Wie sieht denn ihr Fahrplan aus die CO2-Emissionen der europäischen Autos in einen vernünftigen Rahmen zu bringen? Welche Vorschläge haben sie?
Unsere Vorschläge gingen ursprünglich über die Empfehlungen der EU-Kommission hinaus. Man muss aber sehen, dass die Pläne der Kommission das darstellen, was derzeit politisch machbar ist. Das heißt 120 Gramm ab 2012 für den Durchschnitt aller Fahrzeuge. Die EU sieht vor, dass ab 2012 Strafen fällig sind, die von Jahr zu Jahr höher werden. Da würden wir uns wünschen, dass dieses Strafen höher ausfallen.

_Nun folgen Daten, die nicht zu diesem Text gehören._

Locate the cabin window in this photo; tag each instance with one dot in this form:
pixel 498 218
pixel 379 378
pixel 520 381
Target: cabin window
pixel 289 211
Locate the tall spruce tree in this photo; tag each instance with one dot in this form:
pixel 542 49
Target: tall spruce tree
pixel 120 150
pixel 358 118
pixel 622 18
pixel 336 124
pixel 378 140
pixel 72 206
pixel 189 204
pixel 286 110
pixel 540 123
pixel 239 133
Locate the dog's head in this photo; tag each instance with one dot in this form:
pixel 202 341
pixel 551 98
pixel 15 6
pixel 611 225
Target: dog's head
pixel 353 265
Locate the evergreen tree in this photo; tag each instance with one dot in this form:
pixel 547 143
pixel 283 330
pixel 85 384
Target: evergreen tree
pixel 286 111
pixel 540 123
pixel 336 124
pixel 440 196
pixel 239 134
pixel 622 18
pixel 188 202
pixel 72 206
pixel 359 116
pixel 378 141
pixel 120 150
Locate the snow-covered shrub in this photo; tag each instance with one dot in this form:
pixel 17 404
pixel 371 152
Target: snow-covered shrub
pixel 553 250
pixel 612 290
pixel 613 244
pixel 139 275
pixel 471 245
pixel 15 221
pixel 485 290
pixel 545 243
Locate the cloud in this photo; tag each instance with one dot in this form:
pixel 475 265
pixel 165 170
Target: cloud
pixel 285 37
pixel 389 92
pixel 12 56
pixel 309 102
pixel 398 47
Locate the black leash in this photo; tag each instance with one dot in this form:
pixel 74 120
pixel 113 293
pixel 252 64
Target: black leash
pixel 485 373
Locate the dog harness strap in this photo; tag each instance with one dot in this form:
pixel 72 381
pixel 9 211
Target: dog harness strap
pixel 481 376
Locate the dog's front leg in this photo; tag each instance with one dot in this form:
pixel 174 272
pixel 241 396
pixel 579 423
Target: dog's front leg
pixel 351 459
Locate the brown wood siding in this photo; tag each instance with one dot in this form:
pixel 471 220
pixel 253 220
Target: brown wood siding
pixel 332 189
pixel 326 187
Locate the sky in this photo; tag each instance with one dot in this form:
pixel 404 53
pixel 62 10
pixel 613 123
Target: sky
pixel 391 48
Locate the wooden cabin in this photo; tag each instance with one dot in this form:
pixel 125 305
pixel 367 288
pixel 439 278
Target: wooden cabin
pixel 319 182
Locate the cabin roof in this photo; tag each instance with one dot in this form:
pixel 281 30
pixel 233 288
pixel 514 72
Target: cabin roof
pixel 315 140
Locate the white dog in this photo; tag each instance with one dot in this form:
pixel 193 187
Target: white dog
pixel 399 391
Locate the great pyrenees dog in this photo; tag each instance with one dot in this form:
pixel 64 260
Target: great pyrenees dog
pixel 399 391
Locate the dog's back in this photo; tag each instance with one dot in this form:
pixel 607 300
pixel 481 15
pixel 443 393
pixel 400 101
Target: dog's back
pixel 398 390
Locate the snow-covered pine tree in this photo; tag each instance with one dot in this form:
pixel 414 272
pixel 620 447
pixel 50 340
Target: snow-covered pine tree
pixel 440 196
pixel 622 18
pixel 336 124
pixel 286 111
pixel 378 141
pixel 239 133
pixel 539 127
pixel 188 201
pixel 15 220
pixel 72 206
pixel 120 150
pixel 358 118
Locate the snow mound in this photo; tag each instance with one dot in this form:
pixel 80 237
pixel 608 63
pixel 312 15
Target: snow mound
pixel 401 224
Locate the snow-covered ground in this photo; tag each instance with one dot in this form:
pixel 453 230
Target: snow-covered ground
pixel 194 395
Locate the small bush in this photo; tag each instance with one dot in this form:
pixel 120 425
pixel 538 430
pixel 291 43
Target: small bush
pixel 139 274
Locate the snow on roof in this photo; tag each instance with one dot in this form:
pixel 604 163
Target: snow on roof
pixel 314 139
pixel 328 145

Wir wollen nicht, dass die EU ihren Haushalt saniert und mehr Einnahmen erzielt. Vielmehr soll es ein echter Anreiz für die Hersteller sein unter den Grenzwerten zu bleiben. Wir würden uns aber zu Sicherheit noch ein Hintertürchen wünschen. Sollten die Hersteller lieber Strafen zahlen statt CO2-ärmere Autos zu bauen, dann sollten die Werte, bei denen ab 2012 Strafen fällig sind, ab 2015 zulassungsrelevant werden. Dann dürften Fahrzeuge mit zu hohen Emissionen nicht mehr zugelassen werden.
Ganz blasphemisch gefragt: Können solche Maßnahmen unser Klima überhaupt retten? Oder ist das nur Spielerei angesichts explodierender Zulassungszahlen für PKWs in den Schwellenländern China und Indien?
Es ist eine von vielen Maßnahmen um den Treibhauseffekt zu stoppen. Aber gerade bezüglich Ländern wie China und Indien: Das was hier entwickelt und verkauft wird hat großen Einfluss auf den Weltmarkt. Letztendlich haben die europäischen Hersteller nur dann Chancen auf dem Weltmarkt, wenn sie mit energieeffizienten Fahrzeugen kommen. Das was hier in Europa passiert ist beispielgebend.
Mit Gerd Lottsiepen sprach Markus Mechnich.